13 Toetsing aan wet- en regelgeving en beleid
Dit projectplan levert primair een bijdrage aan de doelstellingen uit de Waterwet. Deze doelstellingen zijn vertaald in waterbeleid en waterregelgeving.
Verder houdt het projectplan rekening met het omgevingsbeleid en de –regelgeving. Een project als dit heeft immers effect op hoe de omgeving eruit ziet en hoe deze door mensen ervaren wordt. Er wordt bijvoorbeeld rekening gehouden met archeologische, cultuurhistorische, natuur- en landschappelijke waarden. Ook dit vindt u terug in hoofdstuk 8.
Het beleid zoals hieronder is beschreven, betreft zowel eigen beleid van het hoogheemraadschap, als beleid en regelgeving van andere overheden zoals de Europese Unie, de rijksoverheid, de provincie en de gemeente.

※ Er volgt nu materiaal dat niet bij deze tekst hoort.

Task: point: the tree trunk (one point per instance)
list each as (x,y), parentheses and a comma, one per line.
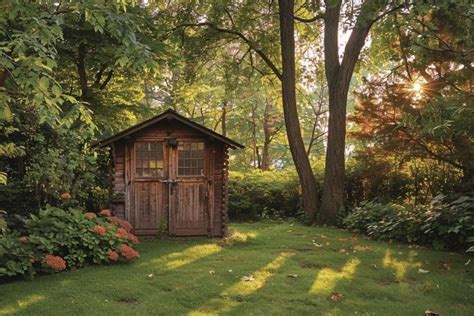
(81,70)
(303,167)
(224,118)
(267,132)
(339,75)
(254,137)
(333,189)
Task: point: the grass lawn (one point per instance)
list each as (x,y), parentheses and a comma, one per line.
(293,270)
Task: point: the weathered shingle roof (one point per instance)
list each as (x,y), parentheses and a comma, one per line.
(168,114)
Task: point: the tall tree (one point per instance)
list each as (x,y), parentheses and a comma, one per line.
(339,74)
(288,75)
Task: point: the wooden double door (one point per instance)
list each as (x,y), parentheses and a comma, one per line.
(170,187)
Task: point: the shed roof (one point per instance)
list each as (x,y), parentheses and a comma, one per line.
(168,114)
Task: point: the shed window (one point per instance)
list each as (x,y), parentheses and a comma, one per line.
(149,162)
(191,159)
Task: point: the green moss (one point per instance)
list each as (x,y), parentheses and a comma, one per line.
(294,268)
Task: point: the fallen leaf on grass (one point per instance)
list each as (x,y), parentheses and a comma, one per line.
(247,278)
(336,296)
(447,266)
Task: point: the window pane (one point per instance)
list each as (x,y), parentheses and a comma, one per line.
(191,158)
(149,159)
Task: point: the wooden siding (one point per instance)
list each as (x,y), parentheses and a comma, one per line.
(146,203)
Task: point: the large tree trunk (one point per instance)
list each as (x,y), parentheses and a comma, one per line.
(303,167)
(333,188)
(339,75)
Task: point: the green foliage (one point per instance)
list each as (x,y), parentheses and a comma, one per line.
(70,235)
(260,194)
(446,222)
(15,257)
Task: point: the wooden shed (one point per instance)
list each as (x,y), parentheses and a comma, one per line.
(170,176)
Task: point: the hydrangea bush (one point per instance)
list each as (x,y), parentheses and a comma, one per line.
(60,239)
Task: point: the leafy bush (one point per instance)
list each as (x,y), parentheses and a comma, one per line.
(60,239)
(259,194)
(446,222)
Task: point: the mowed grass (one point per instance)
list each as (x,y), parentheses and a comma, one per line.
(293,270)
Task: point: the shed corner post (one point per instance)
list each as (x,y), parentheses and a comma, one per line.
(225,191)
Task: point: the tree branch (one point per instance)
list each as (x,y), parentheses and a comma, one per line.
(309,20)
(240,35)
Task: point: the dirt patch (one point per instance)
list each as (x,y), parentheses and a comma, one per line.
(312,265)
(128,301)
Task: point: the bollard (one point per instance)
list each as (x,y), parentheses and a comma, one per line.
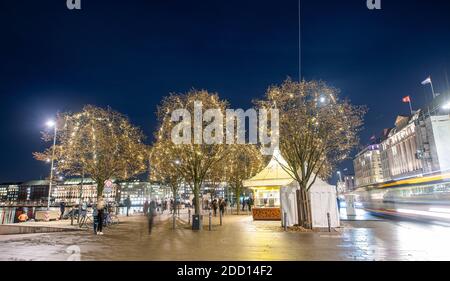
(329,222)
(210,218)
(285,221)
(173,221)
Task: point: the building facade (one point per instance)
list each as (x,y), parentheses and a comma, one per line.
(399,151)
(417,146)
(367,165)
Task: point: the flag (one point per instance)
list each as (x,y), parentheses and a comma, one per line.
(427,81)
(407,99)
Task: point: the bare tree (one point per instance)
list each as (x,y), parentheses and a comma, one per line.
(317,131)
(194,156)
(101,143)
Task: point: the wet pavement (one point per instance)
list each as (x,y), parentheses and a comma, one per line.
(239,239)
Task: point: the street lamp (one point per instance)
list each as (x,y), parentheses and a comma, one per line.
(428,81)
(340,176)
(446,106)
(51,124)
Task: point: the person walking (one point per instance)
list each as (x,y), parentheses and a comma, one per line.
(128,204)
(215,205)
(250,204)
(100,215)
(222,206)
(145,207)
(151,215)
(62,209)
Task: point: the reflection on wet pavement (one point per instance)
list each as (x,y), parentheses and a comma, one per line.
(240,238)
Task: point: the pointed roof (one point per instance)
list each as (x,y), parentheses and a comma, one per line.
(273,175)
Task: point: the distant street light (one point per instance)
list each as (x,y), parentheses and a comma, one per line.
(51,124)
(430,82)
(340,176)
(446,106)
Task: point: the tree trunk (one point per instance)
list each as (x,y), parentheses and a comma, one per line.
(196,198)
(238,201)
(304,208)
(100,187)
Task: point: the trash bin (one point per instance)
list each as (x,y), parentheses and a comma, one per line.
(196,222)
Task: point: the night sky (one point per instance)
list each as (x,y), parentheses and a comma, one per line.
(129,54)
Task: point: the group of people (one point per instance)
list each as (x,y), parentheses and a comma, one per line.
(150,210)
(218,204)
(247,202)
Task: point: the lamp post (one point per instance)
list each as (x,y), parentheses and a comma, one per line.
(340,176)
(50,124)
(430,82)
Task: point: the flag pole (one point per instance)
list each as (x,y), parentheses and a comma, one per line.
(432,88)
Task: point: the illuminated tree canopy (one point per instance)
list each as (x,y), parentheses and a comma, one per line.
(318,130)
(96,142)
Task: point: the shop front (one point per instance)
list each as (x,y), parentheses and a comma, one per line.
(266,187)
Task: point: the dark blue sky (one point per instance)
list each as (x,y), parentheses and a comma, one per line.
(129,54)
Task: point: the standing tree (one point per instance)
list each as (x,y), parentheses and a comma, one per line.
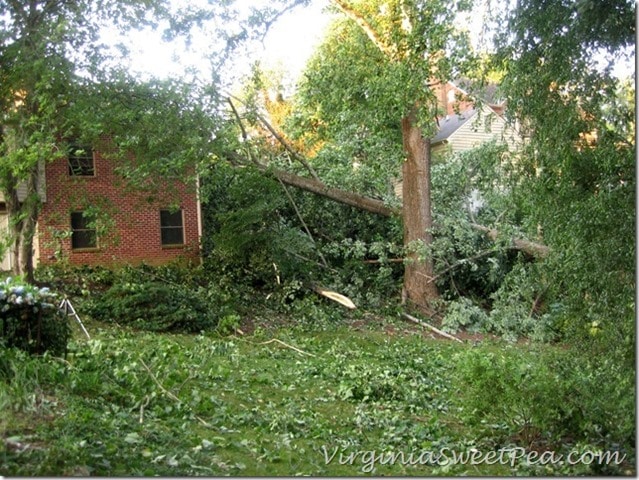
(576,177)
(369,86)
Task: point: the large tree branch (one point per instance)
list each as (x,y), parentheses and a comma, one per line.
(535,249)
(342,196)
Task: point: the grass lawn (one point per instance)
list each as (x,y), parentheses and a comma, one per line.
(350,400)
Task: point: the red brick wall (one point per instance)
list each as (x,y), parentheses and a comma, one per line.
(133,218)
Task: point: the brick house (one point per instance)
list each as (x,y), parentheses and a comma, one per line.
(90,216)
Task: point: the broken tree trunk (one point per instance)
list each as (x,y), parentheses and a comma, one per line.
(417,215)
(373,205)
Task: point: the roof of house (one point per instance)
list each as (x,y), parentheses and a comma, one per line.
(451,123)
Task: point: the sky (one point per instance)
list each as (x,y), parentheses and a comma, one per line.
(288,45)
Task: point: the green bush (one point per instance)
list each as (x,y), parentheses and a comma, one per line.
(159,306)
(30,320)
(548,397)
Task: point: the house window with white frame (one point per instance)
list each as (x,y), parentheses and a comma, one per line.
(171,227)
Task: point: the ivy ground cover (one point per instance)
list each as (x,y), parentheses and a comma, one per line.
(291,402)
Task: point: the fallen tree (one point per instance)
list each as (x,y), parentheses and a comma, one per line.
(373,205)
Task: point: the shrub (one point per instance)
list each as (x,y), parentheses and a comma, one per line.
(30,319)
(158,306)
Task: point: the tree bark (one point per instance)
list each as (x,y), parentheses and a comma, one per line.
(368,204)
(23,218)
(417,216)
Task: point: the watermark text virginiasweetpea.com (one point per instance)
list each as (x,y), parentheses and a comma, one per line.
(512,456)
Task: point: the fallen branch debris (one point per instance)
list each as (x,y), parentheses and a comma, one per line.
(430,327)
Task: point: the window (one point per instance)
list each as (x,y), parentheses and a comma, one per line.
(83,234)
(171,227)
(81,161)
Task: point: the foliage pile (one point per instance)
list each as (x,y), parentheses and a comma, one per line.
(275,241)
(31,319)
(174,405)
(160,299)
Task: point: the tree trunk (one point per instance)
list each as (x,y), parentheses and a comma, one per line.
(378,207)
(23,217)
(417,217)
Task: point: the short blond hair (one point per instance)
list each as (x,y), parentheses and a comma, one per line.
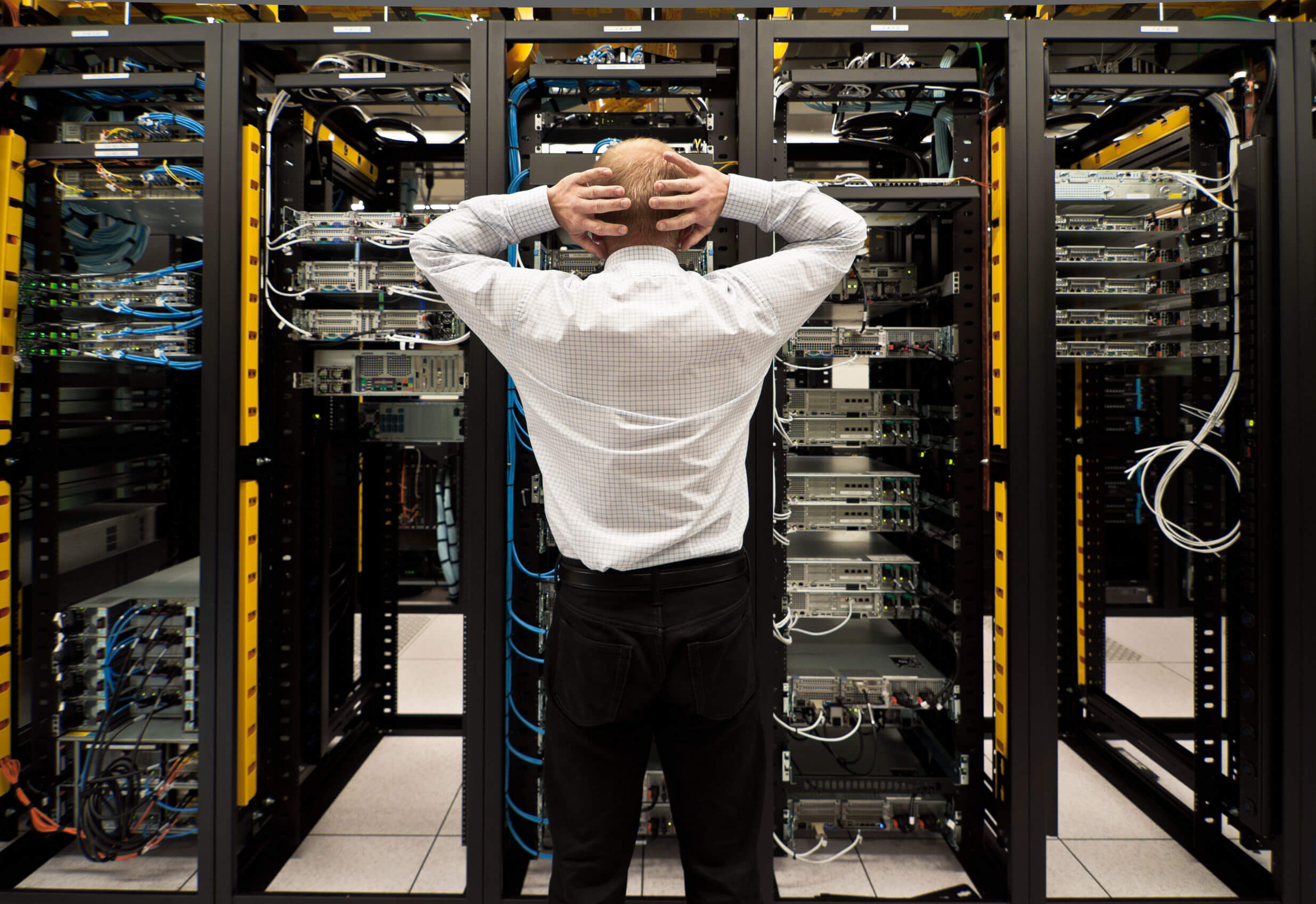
(636,165)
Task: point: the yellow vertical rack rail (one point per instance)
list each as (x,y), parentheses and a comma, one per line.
(6,627)
(996,207)
(12,152)
(249,416)
(249,581)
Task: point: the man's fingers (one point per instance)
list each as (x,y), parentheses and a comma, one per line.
(590,175)
(674,202)
(689,166)
(695,237)
(678,223)
(607,204)
(601,228)
(602,191)
(678,186)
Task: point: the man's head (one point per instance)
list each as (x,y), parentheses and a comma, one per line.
(636,165)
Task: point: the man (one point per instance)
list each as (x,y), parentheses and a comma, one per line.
(639,386)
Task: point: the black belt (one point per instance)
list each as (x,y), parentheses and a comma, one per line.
(691,573)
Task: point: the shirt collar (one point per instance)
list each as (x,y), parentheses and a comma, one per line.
(641,257)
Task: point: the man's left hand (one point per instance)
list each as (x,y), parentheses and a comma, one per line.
(577,204)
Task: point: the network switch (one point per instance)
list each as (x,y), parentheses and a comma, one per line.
(840,603)
(849,560)
(356,277)
(1105,254)
(1141,349)
(865,403)
(1121,186)
(867,662)
(123,135)
(901,815)
(414,422)
(876,342)
(852,516)
(583,264)
(1083,223)
(849,478)
(882,281)
(118,291)
(82,185)
(853,432)
(1183,317)
(375,325)
(1139,285)
(387,373)
(353,227)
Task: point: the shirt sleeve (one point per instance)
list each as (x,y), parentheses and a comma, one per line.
(486,292)
(824,236)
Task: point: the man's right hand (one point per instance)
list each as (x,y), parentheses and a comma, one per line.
(702,196)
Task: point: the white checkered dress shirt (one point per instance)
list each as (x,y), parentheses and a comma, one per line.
(640,382)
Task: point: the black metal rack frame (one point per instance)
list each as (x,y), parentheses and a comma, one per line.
(1028,465)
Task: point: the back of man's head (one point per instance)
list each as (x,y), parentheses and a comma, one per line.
(636,165)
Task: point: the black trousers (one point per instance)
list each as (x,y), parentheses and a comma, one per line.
(666,665)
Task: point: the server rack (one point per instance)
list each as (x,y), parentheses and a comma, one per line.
(553,137)
(1033,490)
(1065,487)
(944,233)
(80,424)
(336,482)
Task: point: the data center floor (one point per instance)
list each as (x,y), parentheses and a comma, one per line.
(1106,845)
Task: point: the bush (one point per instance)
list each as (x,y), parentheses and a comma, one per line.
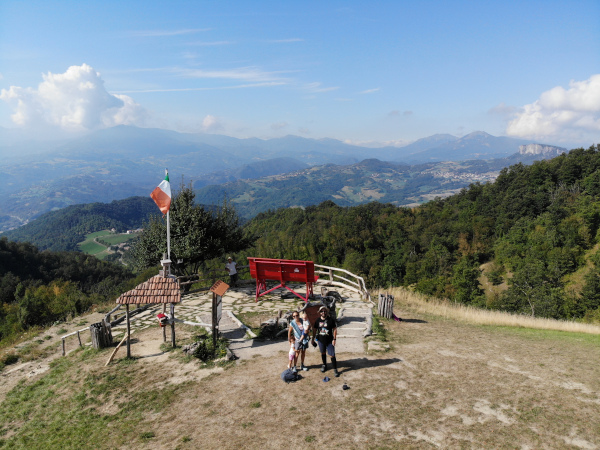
(205,351)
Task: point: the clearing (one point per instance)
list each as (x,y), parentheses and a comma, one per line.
(440,384)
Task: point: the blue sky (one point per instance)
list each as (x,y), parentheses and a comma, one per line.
(386,72)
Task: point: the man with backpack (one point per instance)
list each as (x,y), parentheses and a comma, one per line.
(325,332)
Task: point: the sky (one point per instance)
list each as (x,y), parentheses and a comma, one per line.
(367,73)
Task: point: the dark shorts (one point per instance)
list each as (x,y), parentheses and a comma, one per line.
(329,348)
(300,345)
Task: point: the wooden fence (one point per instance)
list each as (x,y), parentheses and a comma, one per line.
(328,276)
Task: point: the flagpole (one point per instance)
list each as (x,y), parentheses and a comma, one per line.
(168,230)
(168,237)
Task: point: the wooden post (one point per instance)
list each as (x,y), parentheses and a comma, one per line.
(164,328)
(173,324)
(101,335)
(385,307)
(128,331)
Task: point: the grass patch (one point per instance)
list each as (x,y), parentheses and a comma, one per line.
(7,360)
(379,331)
(454,311)
(63,408)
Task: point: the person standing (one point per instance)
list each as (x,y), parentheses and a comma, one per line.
(299,329)
(231,267)
(325,331)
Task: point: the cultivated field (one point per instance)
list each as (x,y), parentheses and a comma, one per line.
(443,383)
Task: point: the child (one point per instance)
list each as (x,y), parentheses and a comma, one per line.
(292,353)
(305,328)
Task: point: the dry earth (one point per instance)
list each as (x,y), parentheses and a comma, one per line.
(442,384)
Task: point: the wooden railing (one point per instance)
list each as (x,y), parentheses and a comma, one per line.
(348,280)
(328,276)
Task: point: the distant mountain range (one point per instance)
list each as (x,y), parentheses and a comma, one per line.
(369,180)
(124,161)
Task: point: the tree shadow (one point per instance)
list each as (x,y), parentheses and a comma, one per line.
(414,321)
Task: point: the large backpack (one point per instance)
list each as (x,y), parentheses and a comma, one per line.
(289,376)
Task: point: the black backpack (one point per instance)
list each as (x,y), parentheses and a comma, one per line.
(289,376)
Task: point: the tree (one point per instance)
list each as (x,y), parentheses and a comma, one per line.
(197,235)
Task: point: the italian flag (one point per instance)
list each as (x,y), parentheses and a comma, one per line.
(162,195)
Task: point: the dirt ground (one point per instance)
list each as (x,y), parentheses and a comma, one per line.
(442,384)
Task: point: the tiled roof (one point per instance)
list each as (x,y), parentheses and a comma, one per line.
(156,290)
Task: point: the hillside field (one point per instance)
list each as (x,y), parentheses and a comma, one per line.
(92,247)
(443,383)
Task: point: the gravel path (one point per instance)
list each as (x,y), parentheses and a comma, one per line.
(353,314)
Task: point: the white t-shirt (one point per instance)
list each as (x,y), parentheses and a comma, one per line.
(231,267)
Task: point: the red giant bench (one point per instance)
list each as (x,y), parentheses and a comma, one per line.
(284,271)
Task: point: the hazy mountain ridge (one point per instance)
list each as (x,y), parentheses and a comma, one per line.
(368,180)
(123,161)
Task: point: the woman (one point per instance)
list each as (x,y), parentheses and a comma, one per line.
(300,329)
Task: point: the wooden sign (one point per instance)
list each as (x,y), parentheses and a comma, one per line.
(219,288)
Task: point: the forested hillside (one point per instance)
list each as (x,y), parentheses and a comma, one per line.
(537,225)
(359,183)
(61,230)
(38,288)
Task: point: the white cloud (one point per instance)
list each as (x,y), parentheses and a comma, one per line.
(317,88)
(251,74)
(75,100)
(210,124)
(562,114)
(370,91)
(278,126)
(161,33)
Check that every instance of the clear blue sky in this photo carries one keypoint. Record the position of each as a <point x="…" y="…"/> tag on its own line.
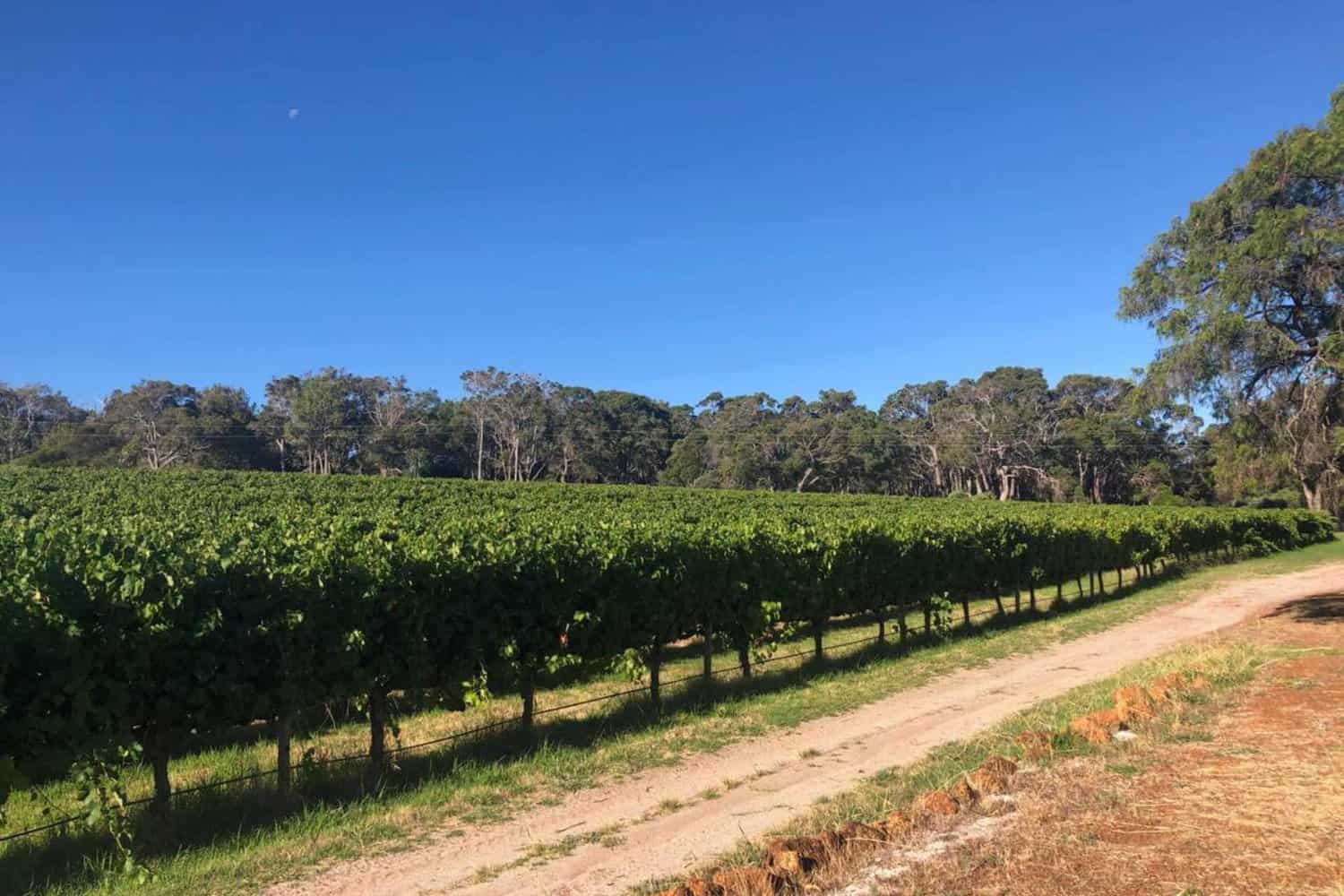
<point x="666" y="198"/>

13.1 Waterbeleid en regelgeving
Waterwet
- a.
Algemeen
Op basis artikel 5.4, eerste lid van de Waterwet, geschiedt de aanleg of wijziging van een waterstaatswerk door of vanwege de beheerder overeenkomstig een daartoe door hem vast te stellen projectplan.
- b.
Bijdrage aan doelen Waterwet en Waterbeheerplan
Het hoogheemraadschap moet zeer regelmatig een waterstaatwerk aanpassen of aanleggen. Voorbeelden daarvan zijn de inrichting van een waterbergingsgebied, de herinrichting van waterlopen of de aanleg van een vistrap. Het hoogheemraadschap voert dit werk uit om te voldoen aan de doelen van de Waterwet. De doelen van de Waterwet worden voor het beheersgebied van Hoogheemraadschap Hollands Noorderkwartier nader uitgewerkt door middel van de thema’s in het Waterbeheerplan.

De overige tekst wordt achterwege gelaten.